No one corrected her.
That was the second answer.
Her tablet vibrated.
No signal, no Wi-Fi, no network.
Still, a message appeared from the Oracle.
THE DISAPPEARANCE HAS BEGUN.
Above them, somewhere in the palace, an alarm started to ring.
The archivist reached for the files.
Mariam pulled them back.
He looked afraid now.
Good.
Afraid people sometimes told the truth by accident.
"Who is disappearing?" she asked.
The deputy minister answered before the archivist could stop him.
"Princess Noura."
Mariam knew the name. Everyone did. Noura was the king's niece, the city's public face, the woman who opened hospitals, tech summits, and charity galas with a smile so controlled it had become part of the national architecture.
Mariam looked down at the birth certificate again.
Faisal was not just a name in her file.
Faisal was Noura's father.
The Oracle sent one more message.
SISTERS SHOULD NOT BE ARCHIVED SEPARATELY.

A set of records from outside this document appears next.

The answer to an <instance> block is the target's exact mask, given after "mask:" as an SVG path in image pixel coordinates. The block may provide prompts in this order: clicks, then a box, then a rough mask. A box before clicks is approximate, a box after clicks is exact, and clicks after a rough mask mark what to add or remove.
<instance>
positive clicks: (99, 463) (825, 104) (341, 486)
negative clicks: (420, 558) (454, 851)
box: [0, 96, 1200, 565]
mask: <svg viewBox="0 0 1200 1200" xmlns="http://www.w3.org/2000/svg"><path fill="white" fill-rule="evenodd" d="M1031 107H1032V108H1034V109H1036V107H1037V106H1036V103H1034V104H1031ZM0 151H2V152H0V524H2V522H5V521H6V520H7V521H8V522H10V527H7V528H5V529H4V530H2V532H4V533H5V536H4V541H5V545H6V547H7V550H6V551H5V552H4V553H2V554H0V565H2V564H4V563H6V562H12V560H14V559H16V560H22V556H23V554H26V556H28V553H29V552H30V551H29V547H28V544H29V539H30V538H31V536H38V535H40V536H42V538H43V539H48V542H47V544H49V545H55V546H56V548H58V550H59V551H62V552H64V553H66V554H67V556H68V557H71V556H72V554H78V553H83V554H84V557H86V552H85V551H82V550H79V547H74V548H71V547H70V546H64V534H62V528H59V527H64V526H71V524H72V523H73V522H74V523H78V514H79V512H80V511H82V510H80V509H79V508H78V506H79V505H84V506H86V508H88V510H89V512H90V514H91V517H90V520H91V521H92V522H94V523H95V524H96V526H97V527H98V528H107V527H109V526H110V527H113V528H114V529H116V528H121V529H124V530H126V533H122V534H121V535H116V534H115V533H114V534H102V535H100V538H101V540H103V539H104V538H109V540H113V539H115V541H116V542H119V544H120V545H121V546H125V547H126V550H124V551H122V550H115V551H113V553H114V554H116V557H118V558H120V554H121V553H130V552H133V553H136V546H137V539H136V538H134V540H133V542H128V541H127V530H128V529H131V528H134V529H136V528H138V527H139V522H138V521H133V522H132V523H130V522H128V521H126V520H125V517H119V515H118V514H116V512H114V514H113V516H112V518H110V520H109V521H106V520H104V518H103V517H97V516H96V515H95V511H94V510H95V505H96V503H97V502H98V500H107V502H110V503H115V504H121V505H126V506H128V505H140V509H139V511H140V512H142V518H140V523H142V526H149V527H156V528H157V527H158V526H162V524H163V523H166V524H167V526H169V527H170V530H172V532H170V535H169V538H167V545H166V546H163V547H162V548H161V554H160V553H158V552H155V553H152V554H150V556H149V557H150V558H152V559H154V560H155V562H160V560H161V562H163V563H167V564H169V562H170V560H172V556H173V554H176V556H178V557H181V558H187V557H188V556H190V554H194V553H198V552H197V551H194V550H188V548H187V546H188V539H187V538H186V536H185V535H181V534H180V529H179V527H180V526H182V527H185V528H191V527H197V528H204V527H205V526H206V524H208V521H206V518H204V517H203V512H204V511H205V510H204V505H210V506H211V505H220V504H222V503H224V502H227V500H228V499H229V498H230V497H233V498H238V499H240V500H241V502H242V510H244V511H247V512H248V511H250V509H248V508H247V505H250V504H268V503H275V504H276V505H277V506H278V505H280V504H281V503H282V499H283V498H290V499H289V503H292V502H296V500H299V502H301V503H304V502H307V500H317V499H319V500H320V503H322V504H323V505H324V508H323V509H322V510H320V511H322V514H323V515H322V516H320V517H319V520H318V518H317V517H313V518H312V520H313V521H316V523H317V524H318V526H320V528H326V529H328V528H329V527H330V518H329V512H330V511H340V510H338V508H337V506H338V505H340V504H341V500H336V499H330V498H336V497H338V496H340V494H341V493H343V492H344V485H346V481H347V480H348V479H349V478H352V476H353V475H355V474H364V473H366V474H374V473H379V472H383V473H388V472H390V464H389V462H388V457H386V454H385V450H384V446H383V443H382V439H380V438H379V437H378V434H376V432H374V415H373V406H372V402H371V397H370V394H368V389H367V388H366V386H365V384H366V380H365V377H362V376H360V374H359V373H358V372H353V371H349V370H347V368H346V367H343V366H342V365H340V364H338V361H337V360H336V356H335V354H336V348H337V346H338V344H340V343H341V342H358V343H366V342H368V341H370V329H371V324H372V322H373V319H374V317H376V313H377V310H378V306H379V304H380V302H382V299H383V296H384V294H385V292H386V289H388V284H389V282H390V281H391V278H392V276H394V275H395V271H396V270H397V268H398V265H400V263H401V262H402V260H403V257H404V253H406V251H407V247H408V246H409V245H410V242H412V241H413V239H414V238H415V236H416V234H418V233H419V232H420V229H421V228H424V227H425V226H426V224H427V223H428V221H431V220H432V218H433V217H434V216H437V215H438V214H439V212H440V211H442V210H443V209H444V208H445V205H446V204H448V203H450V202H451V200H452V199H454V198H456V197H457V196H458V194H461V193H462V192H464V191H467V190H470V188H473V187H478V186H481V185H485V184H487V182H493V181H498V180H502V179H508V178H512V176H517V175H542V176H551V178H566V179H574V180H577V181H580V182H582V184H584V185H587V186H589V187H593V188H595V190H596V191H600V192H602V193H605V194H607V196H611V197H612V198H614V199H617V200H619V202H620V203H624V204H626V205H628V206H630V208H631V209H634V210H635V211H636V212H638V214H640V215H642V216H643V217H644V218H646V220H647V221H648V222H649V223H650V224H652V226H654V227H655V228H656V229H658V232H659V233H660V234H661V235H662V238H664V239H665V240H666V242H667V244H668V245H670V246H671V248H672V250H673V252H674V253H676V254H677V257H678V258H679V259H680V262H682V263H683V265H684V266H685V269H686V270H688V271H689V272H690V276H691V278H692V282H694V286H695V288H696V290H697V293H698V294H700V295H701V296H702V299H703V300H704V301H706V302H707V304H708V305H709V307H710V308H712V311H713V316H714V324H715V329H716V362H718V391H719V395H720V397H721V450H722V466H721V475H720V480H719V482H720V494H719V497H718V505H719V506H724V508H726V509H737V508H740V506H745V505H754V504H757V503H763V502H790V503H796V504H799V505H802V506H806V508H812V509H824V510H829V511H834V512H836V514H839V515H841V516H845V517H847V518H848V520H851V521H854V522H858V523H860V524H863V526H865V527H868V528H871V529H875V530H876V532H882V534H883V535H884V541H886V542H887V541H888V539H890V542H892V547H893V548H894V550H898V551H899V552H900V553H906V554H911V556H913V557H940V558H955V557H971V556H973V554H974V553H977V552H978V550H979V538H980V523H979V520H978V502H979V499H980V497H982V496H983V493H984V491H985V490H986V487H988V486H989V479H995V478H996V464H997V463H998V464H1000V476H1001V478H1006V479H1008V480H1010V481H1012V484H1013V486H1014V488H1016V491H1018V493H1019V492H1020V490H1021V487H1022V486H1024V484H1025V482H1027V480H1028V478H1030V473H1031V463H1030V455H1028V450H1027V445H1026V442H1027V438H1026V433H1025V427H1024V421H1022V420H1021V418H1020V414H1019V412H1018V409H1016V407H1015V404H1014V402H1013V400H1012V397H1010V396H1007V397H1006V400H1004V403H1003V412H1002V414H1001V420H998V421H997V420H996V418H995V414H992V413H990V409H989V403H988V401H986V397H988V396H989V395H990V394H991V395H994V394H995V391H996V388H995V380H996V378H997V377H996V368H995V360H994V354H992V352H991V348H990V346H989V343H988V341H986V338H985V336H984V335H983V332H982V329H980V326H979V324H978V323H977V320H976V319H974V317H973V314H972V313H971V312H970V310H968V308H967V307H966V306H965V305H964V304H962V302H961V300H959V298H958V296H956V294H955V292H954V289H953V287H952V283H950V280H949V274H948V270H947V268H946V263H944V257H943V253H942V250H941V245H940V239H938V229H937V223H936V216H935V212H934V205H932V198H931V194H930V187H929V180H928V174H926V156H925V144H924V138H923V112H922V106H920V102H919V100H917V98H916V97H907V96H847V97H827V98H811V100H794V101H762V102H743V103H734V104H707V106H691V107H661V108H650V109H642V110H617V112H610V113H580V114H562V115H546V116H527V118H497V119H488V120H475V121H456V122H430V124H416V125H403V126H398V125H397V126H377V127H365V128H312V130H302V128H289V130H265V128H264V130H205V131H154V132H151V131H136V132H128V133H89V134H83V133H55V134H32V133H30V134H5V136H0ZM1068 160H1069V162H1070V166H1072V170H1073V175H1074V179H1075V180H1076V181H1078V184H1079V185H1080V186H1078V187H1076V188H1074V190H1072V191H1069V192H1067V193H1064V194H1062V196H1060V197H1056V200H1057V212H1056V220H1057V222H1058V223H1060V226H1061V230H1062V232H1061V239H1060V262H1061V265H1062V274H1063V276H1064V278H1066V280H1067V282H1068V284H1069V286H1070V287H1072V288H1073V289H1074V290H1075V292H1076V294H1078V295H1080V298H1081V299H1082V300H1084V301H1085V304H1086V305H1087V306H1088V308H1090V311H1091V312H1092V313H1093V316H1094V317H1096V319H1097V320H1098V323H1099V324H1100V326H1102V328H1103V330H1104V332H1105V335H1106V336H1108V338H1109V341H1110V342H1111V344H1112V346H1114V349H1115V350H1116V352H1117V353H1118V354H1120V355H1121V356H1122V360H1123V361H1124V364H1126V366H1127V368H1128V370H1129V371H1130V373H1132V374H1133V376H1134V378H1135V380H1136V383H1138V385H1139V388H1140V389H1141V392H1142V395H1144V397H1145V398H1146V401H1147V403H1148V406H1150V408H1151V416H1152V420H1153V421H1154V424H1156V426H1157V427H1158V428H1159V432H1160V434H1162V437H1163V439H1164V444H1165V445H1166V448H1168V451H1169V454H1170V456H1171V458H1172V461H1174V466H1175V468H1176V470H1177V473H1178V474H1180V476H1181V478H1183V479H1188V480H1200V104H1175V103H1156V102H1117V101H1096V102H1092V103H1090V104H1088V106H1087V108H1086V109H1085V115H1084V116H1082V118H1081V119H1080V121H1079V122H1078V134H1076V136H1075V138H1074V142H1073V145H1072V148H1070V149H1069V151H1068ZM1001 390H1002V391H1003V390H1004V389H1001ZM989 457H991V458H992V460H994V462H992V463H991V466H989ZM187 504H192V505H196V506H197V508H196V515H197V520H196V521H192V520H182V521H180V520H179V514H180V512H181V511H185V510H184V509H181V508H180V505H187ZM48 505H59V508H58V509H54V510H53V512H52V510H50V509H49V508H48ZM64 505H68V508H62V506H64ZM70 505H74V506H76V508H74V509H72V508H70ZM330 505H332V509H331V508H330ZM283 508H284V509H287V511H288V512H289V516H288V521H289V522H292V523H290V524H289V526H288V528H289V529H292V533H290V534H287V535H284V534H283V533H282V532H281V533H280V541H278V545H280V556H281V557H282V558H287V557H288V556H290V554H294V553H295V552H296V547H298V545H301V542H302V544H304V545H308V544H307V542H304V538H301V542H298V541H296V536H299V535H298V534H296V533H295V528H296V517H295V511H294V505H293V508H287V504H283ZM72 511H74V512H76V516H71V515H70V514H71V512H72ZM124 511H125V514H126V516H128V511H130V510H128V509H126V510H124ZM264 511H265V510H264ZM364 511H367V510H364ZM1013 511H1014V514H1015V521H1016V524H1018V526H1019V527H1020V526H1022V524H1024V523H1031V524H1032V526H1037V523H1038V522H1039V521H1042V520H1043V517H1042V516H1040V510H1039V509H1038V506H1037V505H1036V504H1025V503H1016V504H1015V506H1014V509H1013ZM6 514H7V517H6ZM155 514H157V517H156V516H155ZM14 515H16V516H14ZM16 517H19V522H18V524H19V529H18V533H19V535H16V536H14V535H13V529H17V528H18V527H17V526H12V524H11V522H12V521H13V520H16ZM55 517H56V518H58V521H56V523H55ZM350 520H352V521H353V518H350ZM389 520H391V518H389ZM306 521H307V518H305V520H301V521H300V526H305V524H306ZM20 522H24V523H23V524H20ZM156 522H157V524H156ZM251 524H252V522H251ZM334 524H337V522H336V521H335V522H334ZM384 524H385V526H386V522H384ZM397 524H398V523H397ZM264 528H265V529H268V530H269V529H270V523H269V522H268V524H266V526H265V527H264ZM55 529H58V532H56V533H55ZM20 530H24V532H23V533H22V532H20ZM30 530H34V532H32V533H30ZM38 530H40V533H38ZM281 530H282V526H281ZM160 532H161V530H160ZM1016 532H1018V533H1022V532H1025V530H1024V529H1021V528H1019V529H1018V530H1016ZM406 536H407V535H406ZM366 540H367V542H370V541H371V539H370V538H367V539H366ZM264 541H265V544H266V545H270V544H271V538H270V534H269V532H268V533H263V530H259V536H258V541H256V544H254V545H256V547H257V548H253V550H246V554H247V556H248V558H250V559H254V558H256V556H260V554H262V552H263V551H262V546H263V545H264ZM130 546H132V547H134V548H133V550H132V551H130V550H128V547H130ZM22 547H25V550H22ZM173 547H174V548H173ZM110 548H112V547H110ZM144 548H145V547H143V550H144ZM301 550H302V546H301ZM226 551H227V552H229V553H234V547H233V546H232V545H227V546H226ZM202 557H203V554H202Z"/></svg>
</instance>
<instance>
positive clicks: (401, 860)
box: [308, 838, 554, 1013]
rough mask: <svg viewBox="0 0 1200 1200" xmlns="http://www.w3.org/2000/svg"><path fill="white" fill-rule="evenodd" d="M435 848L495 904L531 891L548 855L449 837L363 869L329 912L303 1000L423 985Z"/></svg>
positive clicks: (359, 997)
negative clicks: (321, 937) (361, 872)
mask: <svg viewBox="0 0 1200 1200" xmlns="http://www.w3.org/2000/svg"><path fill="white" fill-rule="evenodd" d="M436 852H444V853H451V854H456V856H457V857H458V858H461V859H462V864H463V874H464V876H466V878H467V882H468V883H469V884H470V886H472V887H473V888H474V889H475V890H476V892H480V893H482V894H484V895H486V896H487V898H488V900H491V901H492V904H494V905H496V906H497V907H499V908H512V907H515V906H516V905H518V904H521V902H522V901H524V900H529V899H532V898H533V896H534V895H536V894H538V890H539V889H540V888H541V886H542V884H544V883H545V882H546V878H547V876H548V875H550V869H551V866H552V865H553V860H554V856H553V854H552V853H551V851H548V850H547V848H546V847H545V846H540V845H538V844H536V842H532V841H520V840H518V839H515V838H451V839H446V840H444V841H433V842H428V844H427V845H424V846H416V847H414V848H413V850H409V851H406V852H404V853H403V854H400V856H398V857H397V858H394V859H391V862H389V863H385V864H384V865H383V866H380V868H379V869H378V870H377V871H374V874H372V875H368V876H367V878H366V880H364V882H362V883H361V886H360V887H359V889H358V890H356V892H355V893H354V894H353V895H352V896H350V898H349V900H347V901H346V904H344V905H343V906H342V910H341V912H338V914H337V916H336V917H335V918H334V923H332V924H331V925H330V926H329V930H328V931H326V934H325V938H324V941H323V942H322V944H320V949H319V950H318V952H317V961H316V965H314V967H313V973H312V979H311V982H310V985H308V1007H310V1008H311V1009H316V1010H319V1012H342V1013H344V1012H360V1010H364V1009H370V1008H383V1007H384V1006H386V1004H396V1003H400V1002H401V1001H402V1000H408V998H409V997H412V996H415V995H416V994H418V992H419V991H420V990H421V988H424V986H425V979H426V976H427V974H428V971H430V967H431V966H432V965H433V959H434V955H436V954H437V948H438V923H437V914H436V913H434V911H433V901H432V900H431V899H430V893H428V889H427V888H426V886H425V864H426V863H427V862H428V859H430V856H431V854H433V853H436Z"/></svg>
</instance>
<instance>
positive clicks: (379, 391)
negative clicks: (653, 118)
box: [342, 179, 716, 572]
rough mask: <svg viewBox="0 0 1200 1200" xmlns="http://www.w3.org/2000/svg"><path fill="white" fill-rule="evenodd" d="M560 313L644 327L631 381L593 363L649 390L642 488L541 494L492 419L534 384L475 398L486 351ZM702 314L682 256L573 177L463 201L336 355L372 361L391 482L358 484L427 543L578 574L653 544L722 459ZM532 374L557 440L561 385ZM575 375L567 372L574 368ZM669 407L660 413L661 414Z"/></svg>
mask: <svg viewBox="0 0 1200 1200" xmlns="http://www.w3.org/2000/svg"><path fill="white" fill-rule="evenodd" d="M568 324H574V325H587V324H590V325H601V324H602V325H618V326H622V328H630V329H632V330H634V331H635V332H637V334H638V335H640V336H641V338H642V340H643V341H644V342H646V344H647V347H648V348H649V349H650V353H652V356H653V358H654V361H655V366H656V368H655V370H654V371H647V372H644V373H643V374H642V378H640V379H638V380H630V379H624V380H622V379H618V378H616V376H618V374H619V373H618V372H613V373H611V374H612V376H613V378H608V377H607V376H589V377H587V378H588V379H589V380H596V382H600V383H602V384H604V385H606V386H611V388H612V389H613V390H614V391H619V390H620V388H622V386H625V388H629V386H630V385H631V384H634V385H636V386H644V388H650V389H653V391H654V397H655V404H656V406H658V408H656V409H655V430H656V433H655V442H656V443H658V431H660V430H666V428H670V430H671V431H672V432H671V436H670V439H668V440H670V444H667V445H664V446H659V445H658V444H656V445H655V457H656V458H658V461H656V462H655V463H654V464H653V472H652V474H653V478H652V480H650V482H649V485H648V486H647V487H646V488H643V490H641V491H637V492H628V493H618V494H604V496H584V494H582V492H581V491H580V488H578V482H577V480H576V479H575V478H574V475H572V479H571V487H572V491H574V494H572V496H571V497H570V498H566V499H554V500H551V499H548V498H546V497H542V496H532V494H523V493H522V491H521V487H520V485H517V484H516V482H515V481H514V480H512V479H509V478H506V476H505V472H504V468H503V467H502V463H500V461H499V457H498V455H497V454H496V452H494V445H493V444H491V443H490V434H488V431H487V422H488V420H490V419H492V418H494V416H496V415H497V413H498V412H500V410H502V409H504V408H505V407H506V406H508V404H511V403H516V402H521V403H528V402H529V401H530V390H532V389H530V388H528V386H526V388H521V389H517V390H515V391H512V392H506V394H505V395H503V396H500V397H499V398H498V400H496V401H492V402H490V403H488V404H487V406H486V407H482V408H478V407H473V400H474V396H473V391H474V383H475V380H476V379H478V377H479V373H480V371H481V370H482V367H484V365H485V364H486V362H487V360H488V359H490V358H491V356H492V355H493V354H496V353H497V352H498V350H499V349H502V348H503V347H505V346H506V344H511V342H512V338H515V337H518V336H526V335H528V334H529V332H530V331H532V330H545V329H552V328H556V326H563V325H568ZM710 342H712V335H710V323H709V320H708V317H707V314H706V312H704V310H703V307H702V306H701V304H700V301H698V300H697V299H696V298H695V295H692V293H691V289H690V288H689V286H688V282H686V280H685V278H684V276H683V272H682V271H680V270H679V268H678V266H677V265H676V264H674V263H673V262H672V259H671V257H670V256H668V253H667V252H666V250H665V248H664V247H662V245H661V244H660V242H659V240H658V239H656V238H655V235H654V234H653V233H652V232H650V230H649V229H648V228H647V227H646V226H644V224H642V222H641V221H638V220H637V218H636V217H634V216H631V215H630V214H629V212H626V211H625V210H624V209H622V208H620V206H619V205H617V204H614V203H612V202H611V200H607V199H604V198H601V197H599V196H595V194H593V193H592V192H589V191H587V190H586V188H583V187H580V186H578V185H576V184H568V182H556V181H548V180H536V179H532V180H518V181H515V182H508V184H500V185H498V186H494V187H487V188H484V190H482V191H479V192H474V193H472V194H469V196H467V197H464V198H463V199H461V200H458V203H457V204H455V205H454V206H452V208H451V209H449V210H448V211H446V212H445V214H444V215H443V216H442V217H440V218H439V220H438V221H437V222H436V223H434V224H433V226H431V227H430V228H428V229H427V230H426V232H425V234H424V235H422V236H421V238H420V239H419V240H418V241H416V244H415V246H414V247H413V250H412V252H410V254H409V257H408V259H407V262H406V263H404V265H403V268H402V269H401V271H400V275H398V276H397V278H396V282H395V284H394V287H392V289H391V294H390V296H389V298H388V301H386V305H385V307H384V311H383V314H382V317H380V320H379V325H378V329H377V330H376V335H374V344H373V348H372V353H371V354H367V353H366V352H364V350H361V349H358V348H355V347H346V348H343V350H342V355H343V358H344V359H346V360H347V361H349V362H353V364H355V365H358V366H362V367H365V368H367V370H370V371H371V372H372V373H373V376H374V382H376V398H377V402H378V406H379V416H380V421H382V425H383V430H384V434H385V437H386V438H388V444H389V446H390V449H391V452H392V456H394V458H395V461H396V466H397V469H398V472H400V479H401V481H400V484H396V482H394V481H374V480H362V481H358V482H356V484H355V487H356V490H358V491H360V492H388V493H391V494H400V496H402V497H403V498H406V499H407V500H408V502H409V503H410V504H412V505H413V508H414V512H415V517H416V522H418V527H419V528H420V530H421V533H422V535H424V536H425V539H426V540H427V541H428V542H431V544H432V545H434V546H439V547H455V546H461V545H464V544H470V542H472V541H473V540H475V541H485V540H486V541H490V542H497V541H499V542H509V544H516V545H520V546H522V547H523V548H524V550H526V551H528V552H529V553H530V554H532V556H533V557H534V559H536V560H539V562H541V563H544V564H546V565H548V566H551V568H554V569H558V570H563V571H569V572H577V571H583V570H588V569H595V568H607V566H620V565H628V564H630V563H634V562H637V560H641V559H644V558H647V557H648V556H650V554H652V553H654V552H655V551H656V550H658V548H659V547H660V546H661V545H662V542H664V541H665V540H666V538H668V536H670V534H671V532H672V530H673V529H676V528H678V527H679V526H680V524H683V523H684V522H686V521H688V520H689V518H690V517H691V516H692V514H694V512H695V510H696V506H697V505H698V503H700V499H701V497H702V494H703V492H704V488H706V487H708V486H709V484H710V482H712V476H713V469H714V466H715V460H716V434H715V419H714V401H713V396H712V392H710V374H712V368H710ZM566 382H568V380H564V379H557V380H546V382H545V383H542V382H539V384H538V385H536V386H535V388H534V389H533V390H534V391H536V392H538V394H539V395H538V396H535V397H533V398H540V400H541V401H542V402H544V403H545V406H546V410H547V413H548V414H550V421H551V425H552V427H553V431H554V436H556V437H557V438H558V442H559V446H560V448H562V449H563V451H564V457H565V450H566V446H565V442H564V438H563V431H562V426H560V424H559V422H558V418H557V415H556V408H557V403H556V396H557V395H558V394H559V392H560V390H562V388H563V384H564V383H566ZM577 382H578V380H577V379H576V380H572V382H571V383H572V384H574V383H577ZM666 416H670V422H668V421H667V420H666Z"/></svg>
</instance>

Then a second file opened beneath it.
LIVE LOCATION: PRINCESS NOURA.
The map drew a path from Noura's private wing to the eastern tower, then stopped at a service elevator Mariam had audited that morning.
The elevator log showed two passengers.
Noura.
And Mariam, sixteen years ago.
Mariam touched the screen with a hand that no longer felt like her own.
"Why would my name be in a palace elevator log from the year I supposedly died?"
The Oracle answered before anyone else could.
BECAUSE THE FIRST DISAPPEARANCE WAS YOURS.